Several years ago, I went to a private outdoor movie screening. It was in the backyard of a friend of a friend. Apparently the guy worked at an independent theater, and he'd collected a lot of his own films which he liked to share with friends from time-to-time. He projected them onto the back of his duplex with an old reel-to-reel projector. So there we all were with our blankets and pillows watching movies in a backyard. Very cool.

The main feature was Skidoo (1968), which wasn't available anywhere at the time. I was looking forward to hearing the soundtrack by Nilsson, my current music crush.

I was almost more charmed by the short films the projectionist showed first. They were mostly experimental, things like Frank Film (1973).

Another short he showed was a A Chairy Tale (1957), a clever silent by Scottish-born Canadian filmmaker Norm McLaren. It stars a guy (Claude Jutra) and an amusingly animated chair. The soundtrack is by Ravi Shankar, and you'll see that it is a character as well. This got a lot of laughs from the crowd:



I thought about A Chairy Tale the other day, and decided I really wanted to show it to my daughter. I quickly found it on YouTube. She loved it so much that she asked me to play it again. Anytime my little girl wants to see a classic again, the answer is yes. I know she takes advantage of that, but I'm always happy to let her geek out. And that particular film had such a great message of cooperation, something five-year-olds can never overlearn. Check out this post for production shots and more about the film.
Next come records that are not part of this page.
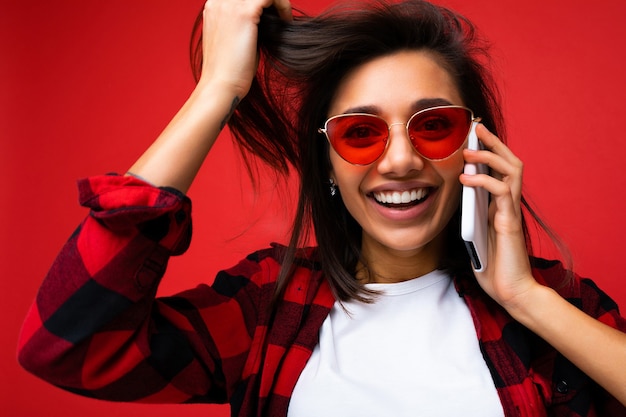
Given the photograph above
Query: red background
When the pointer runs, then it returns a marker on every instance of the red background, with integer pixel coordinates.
(85, 86)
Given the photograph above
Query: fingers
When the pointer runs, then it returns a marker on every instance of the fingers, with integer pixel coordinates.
(506, 170)
(505, 167)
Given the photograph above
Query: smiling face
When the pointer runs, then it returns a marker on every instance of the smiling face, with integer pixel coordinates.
(402, 201)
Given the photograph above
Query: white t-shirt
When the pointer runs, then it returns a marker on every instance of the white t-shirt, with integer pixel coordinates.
(413, 352)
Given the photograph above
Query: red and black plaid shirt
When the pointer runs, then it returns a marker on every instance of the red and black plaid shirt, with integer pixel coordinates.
(96, 328)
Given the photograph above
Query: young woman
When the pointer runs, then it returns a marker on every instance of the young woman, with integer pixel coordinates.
(371, 106)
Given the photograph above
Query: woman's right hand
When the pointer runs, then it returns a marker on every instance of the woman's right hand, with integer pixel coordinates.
(229, 41)
(229, 46)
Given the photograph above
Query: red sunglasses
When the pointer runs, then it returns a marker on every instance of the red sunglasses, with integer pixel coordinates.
(435, 132)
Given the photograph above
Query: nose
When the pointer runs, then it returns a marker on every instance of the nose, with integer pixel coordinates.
(400, 156)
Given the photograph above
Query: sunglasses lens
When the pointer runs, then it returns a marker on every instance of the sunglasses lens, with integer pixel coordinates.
(437, 133)
(358, 138)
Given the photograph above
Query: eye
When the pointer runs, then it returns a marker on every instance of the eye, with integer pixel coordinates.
(360, 131)
(432, 127)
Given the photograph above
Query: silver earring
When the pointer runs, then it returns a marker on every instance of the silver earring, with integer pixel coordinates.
(333, 187)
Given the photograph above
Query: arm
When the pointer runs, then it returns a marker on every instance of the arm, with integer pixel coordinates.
(95, 327)
(596, 348)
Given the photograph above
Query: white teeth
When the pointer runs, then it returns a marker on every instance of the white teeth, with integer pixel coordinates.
(396, 197)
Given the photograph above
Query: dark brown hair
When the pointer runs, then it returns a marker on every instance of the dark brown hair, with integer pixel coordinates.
(301, 65)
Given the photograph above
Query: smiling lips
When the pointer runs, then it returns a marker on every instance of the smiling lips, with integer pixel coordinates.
(409, 197)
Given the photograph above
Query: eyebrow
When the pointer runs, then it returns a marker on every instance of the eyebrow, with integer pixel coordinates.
(422, 104)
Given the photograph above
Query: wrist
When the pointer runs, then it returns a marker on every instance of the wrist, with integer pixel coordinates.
(531, 307)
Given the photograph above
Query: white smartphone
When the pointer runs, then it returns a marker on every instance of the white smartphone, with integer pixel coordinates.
(475, 210)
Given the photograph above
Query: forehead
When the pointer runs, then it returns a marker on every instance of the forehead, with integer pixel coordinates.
(394, 83)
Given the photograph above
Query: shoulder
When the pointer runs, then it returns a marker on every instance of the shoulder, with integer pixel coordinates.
(264, 266)
(582, 292)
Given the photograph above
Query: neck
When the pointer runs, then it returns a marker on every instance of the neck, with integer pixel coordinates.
(386, 265)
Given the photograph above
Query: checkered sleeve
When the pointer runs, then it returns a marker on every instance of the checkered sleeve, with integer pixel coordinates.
(95, 327)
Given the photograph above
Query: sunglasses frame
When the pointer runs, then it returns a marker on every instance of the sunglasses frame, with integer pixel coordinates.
(324, 130)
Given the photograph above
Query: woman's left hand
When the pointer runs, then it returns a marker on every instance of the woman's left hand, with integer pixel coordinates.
(507, 276)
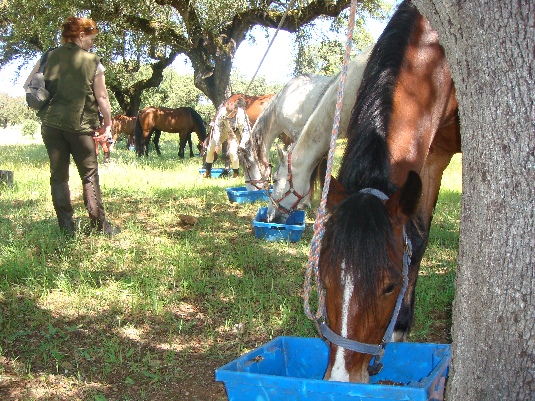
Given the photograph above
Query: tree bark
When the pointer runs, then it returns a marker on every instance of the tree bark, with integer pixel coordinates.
(490, 47)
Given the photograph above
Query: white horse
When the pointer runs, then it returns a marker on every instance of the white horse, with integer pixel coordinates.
(287, 113)
(291, 181)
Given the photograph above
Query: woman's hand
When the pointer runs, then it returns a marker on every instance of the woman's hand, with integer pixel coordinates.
(102, 134)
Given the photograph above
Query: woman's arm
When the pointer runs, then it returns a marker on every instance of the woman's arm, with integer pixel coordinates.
(101, 95)
(28, 80)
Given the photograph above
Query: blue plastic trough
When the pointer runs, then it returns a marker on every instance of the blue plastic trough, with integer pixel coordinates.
(291, 231)
(216, 172)
(292, 369)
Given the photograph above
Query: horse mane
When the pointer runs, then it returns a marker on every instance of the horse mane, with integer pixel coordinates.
(366, 159)
(359, 232)
(266, 118)
(364, 251)
(200, 122)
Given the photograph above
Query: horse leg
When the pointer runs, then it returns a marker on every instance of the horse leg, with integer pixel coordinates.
(418, 231)
(191, 154)
(156, 141)
(182, 146)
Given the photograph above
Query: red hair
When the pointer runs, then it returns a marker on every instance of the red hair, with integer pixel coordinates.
(74, 26)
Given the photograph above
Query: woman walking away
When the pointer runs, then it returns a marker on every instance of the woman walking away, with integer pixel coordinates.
(75, 79)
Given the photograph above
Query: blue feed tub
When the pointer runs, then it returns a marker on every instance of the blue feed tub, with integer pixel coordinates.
(216, 172)
(242, 195)
(292, 369)
(291, 231)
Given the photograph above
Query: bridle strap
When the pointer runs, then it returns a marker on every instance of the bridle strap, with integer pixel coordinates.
(346, 343)
(372, 349)
(291, 190)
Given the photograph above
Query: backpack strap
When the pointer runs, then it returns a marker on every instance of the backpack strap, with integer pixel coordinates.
(43, 60)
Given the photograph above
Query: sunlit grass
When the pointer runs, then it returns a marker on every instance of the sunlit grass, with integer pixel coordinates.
(139, 310)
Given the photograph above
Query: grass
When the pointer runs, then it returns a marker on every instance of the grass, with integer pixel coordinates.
(152, 312)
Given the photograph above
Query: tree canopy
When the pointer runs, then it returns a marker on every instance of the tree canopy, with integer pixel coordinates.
(151, 33)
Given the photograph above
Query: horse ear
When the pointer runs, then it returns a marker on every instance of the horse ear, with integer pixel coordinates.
(337, 193)
(405, 201)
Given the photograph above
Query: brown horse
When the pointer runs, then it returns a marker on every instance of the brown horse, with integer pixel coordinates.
(254, 106)
(123, 124)
(402, 133)
(183, 120)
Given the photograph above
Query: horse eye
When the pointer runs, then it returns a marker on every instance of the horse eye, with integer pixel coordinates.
(389, 289)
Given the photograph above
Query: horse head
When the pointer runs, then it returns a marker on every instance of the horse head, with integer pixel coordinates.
(285, 198)
(362, 270)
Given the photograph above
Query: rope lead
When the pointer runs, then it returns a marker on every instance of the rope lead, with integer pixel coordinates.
(319, 224)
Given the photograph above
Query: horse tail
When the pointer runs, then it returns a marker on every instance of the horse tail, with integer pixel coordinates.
(201, 129)
(138, 133)
(317, 178)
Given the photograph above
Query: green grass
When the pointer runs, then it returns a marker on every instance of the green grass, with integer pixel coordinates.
(162, 303)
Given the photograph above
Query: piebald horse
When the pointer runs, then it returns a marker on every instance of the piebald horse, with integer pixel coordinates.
(402, 133)
(292, 186)
(286, 115)
(183, 121)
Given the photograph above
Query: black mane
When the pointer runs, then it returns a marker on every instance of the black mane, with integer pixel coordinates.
(359, 232)
(366, 162)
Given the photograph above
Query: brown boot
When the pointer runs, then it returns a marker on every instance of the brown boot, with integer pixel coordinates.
(208, 171)
(93, 204)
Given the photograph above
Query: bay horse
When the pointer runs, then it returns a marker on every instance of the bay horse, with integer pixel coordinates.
(123, 124)
(284, 117)
(183, 120)
(403, 131)
(293, 181)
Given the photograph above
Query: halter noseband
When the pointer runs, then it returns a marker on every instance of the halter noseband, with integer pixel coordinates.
(291, 190)
(375, 349)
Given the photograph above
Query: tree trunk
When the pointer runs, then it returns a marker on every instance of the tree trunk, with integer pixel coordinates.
(490, 46)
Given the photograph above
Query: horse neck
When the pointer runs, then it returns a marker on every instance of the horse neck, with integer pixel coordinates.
(262, 136)
(423, 103)
(315, 139)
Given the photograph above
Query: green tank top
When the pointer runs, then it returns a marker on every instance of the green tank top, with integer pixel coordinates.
(69, 75)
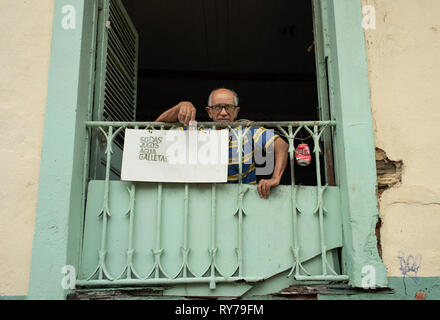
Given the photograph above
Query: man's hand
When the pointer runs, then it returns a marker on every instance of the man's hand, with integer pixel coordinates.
(187, 112)
(264, 186)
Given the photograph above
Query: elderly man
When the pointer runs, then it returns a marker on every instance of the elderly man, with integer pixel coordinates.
(223, 107)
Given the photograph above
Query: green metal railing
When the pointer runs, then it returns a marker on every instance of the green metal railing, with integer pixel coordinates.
(129, 276)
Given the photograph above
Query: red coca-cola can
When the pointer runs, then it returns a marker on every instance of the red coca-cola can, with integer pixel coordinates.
(302, 155)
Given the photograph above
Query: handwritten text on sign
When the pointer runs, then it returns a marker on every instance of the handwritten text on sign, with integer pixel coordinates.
(175, 155)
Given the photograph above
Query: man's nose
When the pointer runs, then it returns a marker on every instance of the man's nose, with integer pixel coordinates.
(224, 112)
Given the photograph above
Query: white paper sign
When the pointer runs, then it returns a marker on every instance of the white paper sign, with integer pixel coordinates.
(175, 155)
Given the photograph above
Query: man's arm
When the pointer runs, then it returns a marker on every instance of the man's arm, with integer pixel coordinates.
(281, 149)
(183, 112)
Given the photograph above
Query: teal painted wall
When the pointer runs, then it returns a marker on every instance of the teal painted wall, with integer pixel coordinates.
(59, 206)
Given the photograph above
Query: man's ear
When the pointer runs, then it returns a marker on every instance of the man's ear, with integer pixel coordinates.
(208, 110)
(237, 110)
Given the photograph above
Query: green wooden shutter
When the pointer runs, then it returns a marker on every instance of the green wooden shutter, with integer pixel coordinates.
(323, 59)
(116, 84)
(116, 79)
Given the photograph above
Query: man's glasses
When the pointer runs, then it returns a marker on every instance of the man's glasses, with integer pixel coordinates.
(219, 107)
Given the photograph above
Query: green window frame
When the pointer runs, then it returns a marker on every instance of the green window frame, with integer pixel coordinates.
(61, 194)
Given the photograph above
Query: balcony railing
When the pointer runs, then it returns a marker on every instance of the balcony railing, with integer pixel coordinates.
(142, 234)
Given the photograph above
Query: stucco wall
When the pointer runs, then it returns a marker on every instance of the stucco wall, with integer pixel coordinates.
(403, 61)
(25, 34)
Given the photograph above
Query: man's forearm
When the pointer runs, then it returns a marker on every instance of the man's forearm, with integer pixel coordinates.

Anyway, I wanted to see what else McLaren had done. I found Dots (1940), which is completely different from A Chairy Tale. He didn't even film this, but rather made marks directly on the film, apparently because when McLaren started out, he didn't have a camera:



Boogie-Doodle (1940) is also drawn directly on the film. It's a bit more conventional:



I have to admit I got tired of that one after about a minute, but it's still cute.

By this point, I thought I understood the McLaren style, fascinating animation, a little innovation and a goofy sense of humor. I think that's somewhat right, but this next film is definitely not goofy. Pas de Deux (1968) is beautiful, moody and astonishing. I got so wrapped up in this the first time I saw it that I felt intoxicated. You can't be in a rush with this one. It is worth a bit of patience:



Can you believe the diversity of this guy? And yet it all these films have his signature. It was so much fun discovering Norman McLaren's films. I've got a lot more to see.

Are there any great filmmakers you've come upon like that just dinking around online? Discoveries like that are one of my favorite things about the Internet.